It took us half an hour to cover the few hundred yards to the Luxor Cinema. But already time was becoming an elastic dimension, and from then on most of my waking hours were spent with Scranton. Each morning I would visit the shabby room behind the cinema, bringing a paper bag of sweet-cakes and a flask of tea I had prepared in the apartment under my wife's suspicious gaze. Often the American had little idea who I was, but this no longer worried me. He lay in his narrow bed, letting me raise his head as I changed the sheets of newspaper that covered his pillow. When he spoke, his voice was too weak to be heard above the sound-tracks of the science-fiction films that boomed through the crumbling walls.
Even in this moribund state, Scranton's example was a powerful tonic, and when I left him in the evening I would walk the crowded streets without any fear. Sometimes my former colleagues called to me from the steps of the newspaper office, but I was barely aware of them, as if they were planetary visitors hailing me from the edge of a remote crater.
Looking back on these exhilarating days, I regret only that I never called a doctor to see Scranton. Frequently, though, the American would recover his strength, and after I had shaved him we would go down into the street. I relished these outings with Scranton. Arm in arm, we moved through the afternoon crowds, which seemed to part around us. Our fellow-pedestrians had become remote and fleeting figures, little more than tricks of the sun. Sometimes, I could no longer see their faces. It was then that I observed the world through Scranton's eyes, and knew what it was to be an astronaut.
Needless to say, the rest of my life had collapsed at my feet. Having given up my work as a translator, I soon ran out of money, and was forced to borrow from my mother. At my wife's instigation, the features editor of the newspaper called me to his office, and made it plain that as an immense concession (in fact he had always been intrigued by my wife) he would let me review a science-fiction film at the Luxor. Before walking out, I told him that I was already too familiar with the film, and my one hope was to see it banned from the city forever.
So ended my connection with the newspaper. Soon after, the two women evicted me from my apartment. I was happy to leave them, taking with me only the reclining sun-chair on which my wife passed most of her days in preparation for her new career as a model. The sun-chair became my bed when I moved into Scranton's room.
By then the decline in Scranton's health forced me to be with him constantly. Far from being an object of charity, Scranton was now my only source of income. Our needs for several days could be met by a single session with the American tourists. I did my best to care for Scranton, but during his final illness I was too immersed in that sense of an emptying world even to notice the young doctor whose alarmed presence filled the tiny room. By a last irony, towards the end even Scranton himself seemed barely visible to me. As he died I was reading the mucus-stained headlines on his pillow.

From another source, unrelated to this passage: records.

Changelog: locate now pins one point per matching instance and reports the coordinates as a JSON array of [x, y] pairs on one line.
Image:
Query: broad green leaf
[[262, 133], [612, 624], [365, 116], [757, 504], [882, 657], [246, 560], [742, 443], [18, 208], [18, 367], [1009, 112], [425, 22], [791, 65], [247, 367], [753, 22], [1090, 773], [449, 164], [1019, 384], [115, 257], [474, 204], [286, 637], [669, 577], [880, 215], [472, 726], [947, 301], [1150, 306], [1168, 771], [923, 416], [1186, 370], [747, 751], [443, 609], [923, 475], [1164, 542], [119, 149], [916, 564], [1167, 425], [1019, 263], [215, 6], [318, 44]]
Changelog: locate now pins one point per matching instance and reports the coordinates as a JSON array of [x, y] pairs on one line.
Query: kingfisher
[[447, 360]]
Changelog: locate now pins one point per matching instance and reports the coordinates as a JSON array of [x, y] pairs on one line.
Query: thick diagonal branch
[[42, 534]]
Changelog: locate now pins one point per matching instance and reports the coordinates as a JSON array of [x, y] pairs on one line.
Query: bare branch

After Scranton's death I remained in his room at the Luxor. Despite the fame he had once enjoyed, his burial at the Protestant cemetery was attended only by myself, but in a sense this was just, as he and I were the only real inhabitants of the city. Later I went through the few possessions in his suitcase, and found a faded pilot's log-book. Its pages confirmed that Scranton had worked as a pilot for a crop-spraying company in Florida throughout the years of the Apollo programme.
Nonetheless, Scranton had travelled in space. He had known the loneliness of separation from all other human beings, he had gazed at the empty perspectives that I myself had seen. Curiously, the pages torn from the news magazines seemed more real than the pilot's log-book. The photographs of Armstrong and his fellow astronauts were really of Scranton and myself as we walked together on the moon of this world.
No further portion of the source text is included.